The complexity of any hydraulic system used on aircraft depends largely on the functions it needs to perform. If designed for wheel brakes only or to extend/retract the landing gear, this last application will result in a more or less complex system.
The principles are based on Pascal's Law: It says that pressure exerted anywhere in a confined incompressible fluid is transmitted equally in all directions throughout the fluid such that the pressure ratio remains the same.
Larger aircraft will use more complex hydraulic systems, homebuilt aircraft will normally use hydraulics in their foot operated brake system or use them for operating the landing gear in some type of aircraft. But they are usually not found in homebuilt aircraft due to the complexity of the system.
Below we will describe the main components you will find in these systems and the items to be checked by the pilot in command during pre-flight.
As with all systems working with fluids they, at least, will have a reservoir, pump and filter (to keep the fluid clean), some valves / actuators and a pressure gauge to monitor the working pressure. We will describe these parts and their functions below.
This must contain enough fluid so that all actuators can operate at the same time. There must be some amount of reserve in case of a leak, so that the system can operate for a period of time and the aircraft is able to land.
The reservoir functions as an expansion chamber (when the fluids heats up) and traps air bubbles should they enter the system somewhere. It can be pressurized for aircraft flying at high altitudes. Returning fluid must enter the reservoir without causing foaming and bubbles.
The main pump is driven by the engine or by an electric motor. Pressure is held in a accumulator. With hydraulic landing gear aircraft you will find a hand operated backup pump in case the gear fails to extend by the main pump. This will require a large number of manual pump action from the pilot at a time where stress is higher than normal.
These pumps are available in different types depending on the volume and pressure requirements: vane, spur gear and the fixed angle piston type.
Vane and spur gear
This is a constant displacement low pressure/high volume pump (vane) or medium volume/pressure (gear) pumps. Both require a pressure relief to prevent damage to the system due to increased RPM of the pump which would increase pressure.
Some are constant displacement types but others are a variable displacement/constant pressure pumps and the latter obviously will not need a pressure regulator.
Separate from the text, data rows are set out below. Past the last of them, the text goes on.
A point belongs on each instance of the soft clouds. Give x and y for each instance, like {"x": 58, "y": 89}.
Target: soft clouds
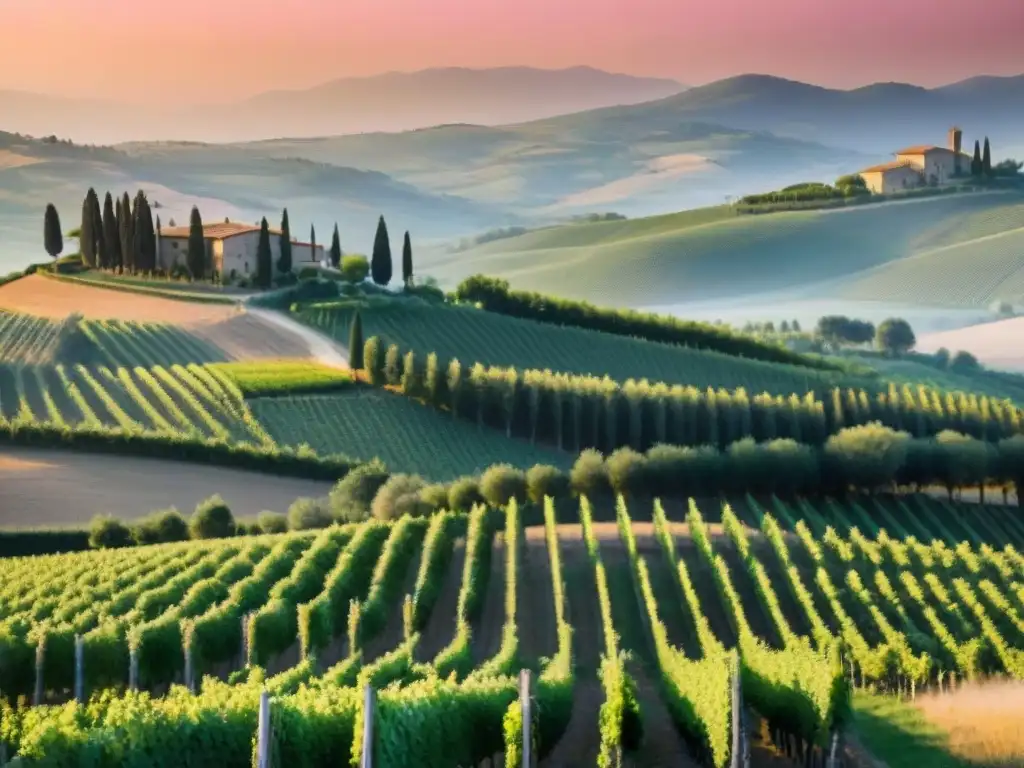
{"x": 199, "y": 49}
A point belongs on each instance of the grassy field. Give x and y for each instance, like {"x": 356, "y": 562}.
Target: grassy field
{"x": 491, "y": 339}
{"x": 416, "y": 438}
{"x": 956, "y": 251}
{"x": 484, "y": 600}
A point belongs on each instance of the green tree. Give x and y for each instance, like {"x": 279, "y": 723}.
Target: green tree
{"x": 354, "y": 267}
{"x": 380, "y": 262}
{"x": 407, "y": 261}
{"x": 355, "y": 343}
{"x": 99, "y": 242}
{"x": 126, "y": 227}
{"x": 212, "y": 519}
{"x": 111, "y": 233}
{"x": 336, "y": 249}
{"x": 895, "y": 337}
{"x": 196, "y": 258}
{"x": 144, "y": 236}
{"x": 86, "y": 238}
{"x": 52, "y": 237}
{"x": 285, "y": 245}
{"x": 264, "y": 257}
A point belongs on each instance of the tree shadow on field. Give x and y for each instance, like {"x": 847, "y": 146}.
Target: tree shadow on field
{"x": 899, "y": 735}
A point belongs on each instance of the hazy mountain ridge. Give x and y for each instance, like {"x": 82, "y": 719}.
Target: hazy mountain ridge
{"x": 391, "y": 101}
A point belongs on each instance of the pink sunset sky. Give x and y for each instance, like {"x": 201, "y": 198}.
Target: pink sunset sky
{"x": 216, "y": 50}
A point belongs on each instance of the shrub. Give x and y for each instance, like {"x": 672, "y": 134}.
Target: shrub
{"x": 866, "y": 457}
{"x": 435, "y": 497}
{"x": 354, "y": 268}
{"x": 502, "y": 482}
{"x": 271, "y": 522}
{"x": 397, "y": 497}
{"x": 544, "y": 480}
{"x": 351, "y": 497}
{"x": 464, "y": 494}
{"x": 212, "y": 519}
{"x": 306, "y": 514}
{"x": 626, "y": 471}
{"x": 589, "y": 476}
{"x": 161, "y": 527}
{"x": 105, "y": 531}
{"x": 373, "y": 361}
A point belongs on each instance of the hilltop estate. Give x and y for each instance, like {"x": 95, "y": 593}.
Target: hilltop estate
{"x": 920, "y": 165}
{"x": 230, "y": 248}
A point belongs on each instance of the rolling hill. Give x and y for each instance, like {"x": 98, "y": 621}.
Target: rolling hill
{"x": 389, "y": 101}
{"x": 960, "y": 251}
{"x": 221, "y": 183}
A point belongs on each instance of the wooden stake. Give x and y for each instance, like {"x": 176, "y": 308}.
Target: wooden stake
{"x": 369, "y": 715}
They are capable of very high pressures up to 3000 - 3500 psi but with low volumes of fluid transferred.
To prevent damage we need to keep the pressure within the design limits of the system. Normally if a pump moves fluid and there is no restriction, there will be no pressure. The fluid just moves around. But when there is a restriction (such as in a closed circuit) the pressure will build up until the regulator kicks in.
A two part pressure vessel in which the sections are divided by a bladder. One parts contains a gas (air or nitrogen) and the other half contains the working fluid. The gas is pressurized to half the working pressure of the system.
Constructed this way the gas will act as a damping device and levels out pressure fluctuations and it also serves as backup pressure should the pump fail.
There are three types of valves used: check, pressure relief and selector. The check valve is a non-return type, basically a hydraulic form of the electronic diode. The pressure relief valve limits the amount of pressure if it exceeds a preset level. And the selector valve is operated by the pilot to initiate the movement of an actuator.
Actuators and filters
Actuators are the main moving parts, they convert pressure into a mechanical movement to do useful work. They come in different sizes and shapes, this depends, of course, largely on the size and weight object it needs to move.
Filters keep the operating fluid clean from foreign contamination as microscopic particles can ruin valves, pumps resulting in a leak and possibly worse. Some filters have a bypass should the working material become clogged, much like the bypass in the Rotax oil filter.